Is there any limitation (upper bound) for number of solutions of polynomial equations? Having a background in engineering, my knowledge of higher algebra is rather limited, but I do know of

1. Real numbers having At Most N roots for an N-deg polynomial
2. Complex numbers Always having N roots for an N-deg polynomial
3. Multivariable real valued polynomials which can have infinite number of roots.

Famous example $x^2+y^2-1=0$ having solutions all along the unit circle.

4. Quaternions having ?? roots for an N-deg polynomial(?)

Are different types of numbers divided into different types or classes depending on how many solutions polynomials in them can have? Given definition of a type of number, is there some way to easily decide which of these classes or types they will belong to?

Answer 1

For fields we have

A polynomial equation of degree $n$ has at most $n$ solutions.

For an algebraically closed field, such as $\mathbb C$, we have

A polynomial equation of degree $n$ has exactly $n$ solutions, if you count them with multiplicity.

Perhaps a bit surprisingly, the commutativity of fields is essential for this:

The equation $x^2+1=0$ has infinitely many solutions.

Indeed, if $a, b, c$ are real numbers satisfying $a^2 + b^2 + c^2 = 1$, then $ai+bj+ck$ is a solution of $x^2+1=0$ in the quaternions.

For multivariable real polynomials $f(x_1,\ldots, x_d)$, one natural generalization is

How many connected components does $f(x_1,\ldots, x_d)=0$ have?

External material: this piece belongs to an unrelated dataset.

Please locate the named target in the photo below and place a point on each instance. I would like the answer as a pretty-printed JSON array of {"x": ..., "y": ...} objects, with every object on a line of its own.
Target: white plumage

Harnack's curve theorem gives an answer in the bivariate case:

An algebraic curve of degree $n$ in the real projective plane has at most $\dfrac{(n-1)(n-2)}{2}+1$ connected components. This bound is tight.

Answer 2

I do not know if I' m answering your question i think this will help you. Suppose you have ab irreducible polynomial $f(x)$ with coefficients over a field $F$ then you can consider the extension of the field $F$, $F\leq K$, where all the roots of the polynomial $f(x)$ exists there. It is easy to prove that such a field exists for every irreducible polynomial $f(x)\in F[x]$, where $F$ is a field, just observe that if $p(x)\in F[x]$ is an irreducible factor of $f(x)$ then $F[x]/I$, where $I=<p(x)>$, is an extension of the field $F$(this can be proved by the first theorem of isomorphisms) where $f(x)$ has a root. Especially the root in the extension is $x+I$. I hope I helped.